Immediately overcome, I found myself burying my mouth into his ear and reassuring him, “Mama’s here baby…mama’s here…it’s for your own good. I promise you that it’s for your own good. It’s almost over. Mama’s here. I love you so much sweet boy,” and of course I meant every word of it as all of the past hour or so’s stress melted away and I sought only to comfort my hurting child.
How many times while instructing my babies have I been rocked by my own words? How many times have I felt the gentle nudge of my heavenly Father as I spoke to my children?
Small children have no concept of disease let alone the necessity to prevent them! From their limited viewpoint, we just brought them to a place, held them down, and allowed a stranger to prick them with a needle! Although they can’t see it, there is a reason. There is a bigger picture that they are not yet privy to. It isn’t just that we enjoy watching our children be painfully injected with poison. Driven by our deeper knowledge and understanding, we know that by exposing their bodies to it, that we are protecting and ultimately preventing them from disease and possible death! In those moments, we are desperate that they will only trust us and pull from the unmistakable knowledge that we love them and would never do anything to hurt them unless it was necessary.
We are desperate for this, but we cannot force it from them…any more than our own heavenly Father can (or will) force it from us…from me.

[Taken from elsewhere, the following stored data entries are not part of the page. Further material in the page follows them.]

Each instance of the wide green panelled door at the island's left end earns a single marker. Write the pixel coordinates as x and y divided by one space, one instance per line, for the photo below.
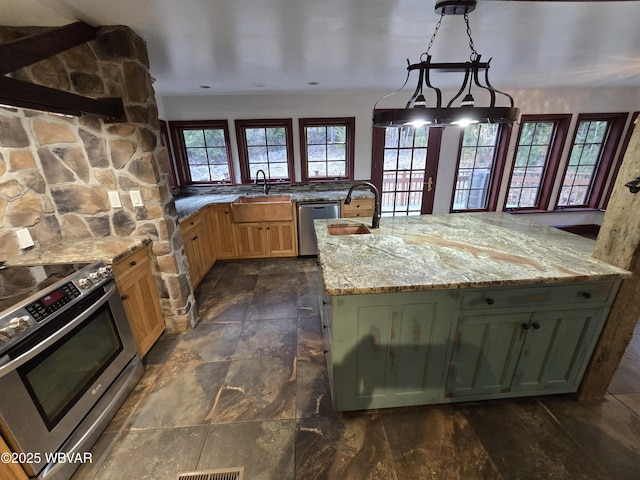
390 350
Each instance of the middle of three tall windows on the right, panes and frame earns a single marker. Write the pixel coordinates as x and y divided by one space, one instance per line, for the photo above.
541 139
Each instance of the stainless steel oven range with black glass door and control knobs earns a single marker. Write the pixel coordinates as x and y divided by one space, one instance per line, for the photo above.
67 363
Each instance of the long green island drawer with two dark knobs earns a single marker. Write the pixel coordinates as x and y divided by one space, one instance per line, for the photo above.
581 294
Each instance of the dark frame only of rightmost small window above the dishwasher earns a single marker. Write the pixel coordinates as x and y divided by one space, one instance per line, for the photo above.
350 123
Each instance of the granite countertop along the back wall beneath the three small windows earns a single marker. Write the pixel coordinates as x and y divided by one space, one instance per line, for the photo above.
188 205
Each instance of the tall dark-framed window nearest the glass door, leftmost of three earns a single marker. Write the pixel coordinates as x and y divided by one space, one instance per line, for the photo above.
480 162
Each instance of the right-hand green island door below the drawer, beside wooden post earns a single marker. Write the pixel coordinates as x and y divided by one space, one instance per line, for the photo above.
556 350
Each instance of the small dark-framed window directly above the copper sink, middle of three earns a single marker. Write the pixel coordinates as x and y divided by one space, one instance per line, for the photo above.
265 145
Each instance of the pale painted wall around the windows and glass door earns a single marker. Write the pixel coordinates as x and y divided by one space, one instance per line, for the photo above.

How many times over the past few years have my own eyes darted upwards, painted with that same expression of shock and betrayal? So distracted by the pricking of the needle and the poison, how many times have my Father’s gentle words of reassurance been lost beneath the sounds of my screams? How He must long for me to pull from His faithful love and trust Him- trust that He has a plan- trust that though from my limited viewpoint this doesn’t make any sense, that He is allowing it to happen for reasons that will ultimately protect me from that which would seek to destroy and kill me!
Slap! Oh, the kind gentleman must have wished Asher good luck, so I guess this means we survived the well-baby checkup after all!
My child has been in this transitional phase for a while now and it isn’t…ideal. Yes, the little guy slaps me when he is afraid and although it hurts my heart and requires a great deal of patience and discipline, he is my child and I love him oh so dearly. I wouldn’t trade this little street fighter for all of the well-behaved toddlers in the world! I believe that God feels like that about each and every one of His children…about me.
He watches me throw my tantrums, lash out at Him when I am afraid, and even doubt His love and plan for my life, and yet, He calls me His beloved. The battle scars that I have gained in this life cannot be so easily fixed by a couple of sweet Transformer band aids. Instead, I have the most wonderful of Physicians who promises to never leave me nor forsake me. Not only that, but He also promises to bind up each and every one of my wounds and saves every single tear that I have ever cried… in a bottle (one ginormous bottle…) because He just loves me THAT much.